E consta dos factos assentes que o Serviço de Finanças de Loures 4 reverteu a dívida contra o Oponente, na qualidade de responsável subsidiário, apenas e unicamente com fundamento “verifica-se que os alegantes exerceram a gerência da sociedade, conforme confirmação dos próprios (...)”.
Todavia, em algo algum o Oponente confessa que foi gerente de facto da sociedade revertida. Aliás, em sede de audição prévia, o Oponente alega expressamente que foi um mero vendedor da sociedade e que o gerente era o Sr. M….
(…)
Da factualidade dada como assente retira-se que o Oponente foi nomeado gerente da sociedade devedora originária em 1988.
Ora, para que se verifique a responsabilidade do gerente da sociedade, é mister a existência de uma gerência de facto. E entende-se correntemente que é gerente efectivo ou de facto aquele que exerce uma gerência que consubstancia no uso efectivo dos poderes de administração e representação da sociedade.
Porém, do probatório não conseguimos concluir que existem indícios suficientes de que o Oponente tenha praticado esses actos de gerência.
Assim sendo, impunha-se, pelo menos, saber se o Oponente chegou efectivamente a praticar actos no exercício de poderes de representação da sociedade e para isso era necessário que a Fazenda Pública fizesse prova que o Oponente tivesse assinado documentos da sociedade por exemplo.

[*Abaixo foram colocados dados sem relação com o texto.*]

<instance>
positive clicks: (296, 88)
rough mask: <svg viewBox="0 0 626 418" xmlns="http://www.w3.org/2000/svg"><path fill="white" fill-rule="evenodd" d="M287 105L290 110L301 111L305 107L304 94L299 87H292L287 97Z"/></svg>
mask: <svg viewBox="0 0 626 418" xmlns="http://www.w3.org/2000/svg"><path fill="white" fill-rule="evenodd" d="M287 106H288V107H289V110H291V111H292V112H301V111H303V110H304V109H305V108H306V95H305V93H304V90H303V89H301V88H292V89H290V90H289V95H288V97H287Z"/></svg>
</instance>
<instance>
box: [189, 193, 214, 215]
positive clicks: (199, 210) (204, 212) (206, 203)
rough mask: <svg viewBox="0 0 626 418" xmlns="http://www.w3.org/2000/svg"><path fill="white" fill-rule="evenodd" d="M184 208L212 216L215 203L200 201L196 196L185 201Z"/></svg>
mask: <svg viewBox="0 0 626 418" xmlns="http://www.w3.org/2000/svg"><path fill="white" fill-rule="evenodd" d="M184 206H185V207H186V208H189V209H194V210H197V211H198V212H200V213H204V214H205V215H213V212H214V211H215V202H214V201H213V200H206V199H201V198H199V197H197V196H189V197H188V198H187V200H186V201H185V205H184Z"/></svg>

E falhando a prova de que o Oponente exerceu de facto, praticando os actos próprios e típicos da gerência no período aqui em causa, resultará inviável a respectiva responsabilização a título subsidiário pelo pagamento da dívida exequenda e, com isso, deverá concluir-se pela ilegitimidade dos mesmos para a execução e implicar a procedência da oposição à execução fiscal, quedando prejudicado o conhecimento das demais questões suscitadas nos autos nos termos do artigo 608° n° 2 do CPC, ex vi do artigo 2° al. e) do CPPT, nomeadamente a questão da prova da culpa para efeitos da reversão das coimas e restantes dívidas, uma vez que parte da reversão foi feita ao abrigo da alínea a) do n.° 1 do art. 24° da LGT.
Por último, e não menos importante, também sempre se diria que o despacho de reversão é completamente omisso quanto à base legal que esteve na base da reversão.
E quanto a esta matéria, o TCA Norte já se pronunciou, tal como se pode constatar no Acórdão do TCAN, de 8/03/2012, Rec. 01449/07.3BEPRT, relatado pela Senhora Juíza Desembargadora Catarina Almeida e Sousa.
Com efeito, a Sra. Juíza Desembargadora ensinam-nos que a decisão de reversão, pela qual se concretiza a chamada à execução fiscal de um responsável subsidiário pela dívida exequenda (cf. art. 23.°, n.° 1, da LGT), deve ser fundamentada nos termos do art. 23.°, n.° 4, da LGT. 
E continua a Sra. Desembargadora explicando que o enquadramento jurídico de uma reversão numa ou noutra alínea do n.°1 do art. 24° da LGT assume enorme relevância pois que, neste último caso - alínea b) - é ao revertido que cabe provar que não lhe foi imputável a falta de pagamento, ou seja, só neste caso a Administração Tributária beneficia de uma presunção legal de imputabilidade ao gerente da falta de pagamento da dívida.
Assim sendo e seguindo de perto os ensinamentos do referido Acórdão, podemos concluir que no caso dos Autos, a simples referência no despacho de reversão de “ o artigo 24o da Lei Geral Tributário (LGT) impõe a responsabilidade dos gerentes das empresas e sociedades de responsabilidade limitada...” nada permite conhecer relativamente ao fundamento porque o Chefe do Serviço de Finanças de Lisboa 4 entendeu responsabilizar o Oponente pelas dívidas exequendas.
Note-se que não pode este Tribunal, sob pena de ilegal intromissão na actividade administrativa e de intolerável restrição dos direitos dos administrados, substituir-se ao Serviço de Finanças na fundamentação do despacho que determinou que a execução fiscal revertesse contra os Oponentes, procurando e elegendo agora, de entre as várias possibilidades que podem em abstracto justificar tal decisão, aquela que se lhe afigure mais ajustada à situação.
E por este motivo, o Tribunal não consegue indagar, com base no despacho de reversão que consta no processo, se o Oponente tem ou não razão, quando alega que cabe à Administração Fiscal provar os pressupostos da culpa.
E se o Tribunal não consegue perceber qual foi a base legal no qual o despacho de reversão se baseou, também não consegue determinar quem tem o ónus da prova relativamente à culpa em que o património da C... e CIA, Lda.”. se tornou insuficiente para a sua satisfação.
Assim sendo, mesmo que não fosse pela ausência de factos que demonstrassem a gerência do Oponente, a Oposição teria sempre que proceder com base neste fundamento, anulando-se o despacho de reversão da execução fiscal contra o Oponente.”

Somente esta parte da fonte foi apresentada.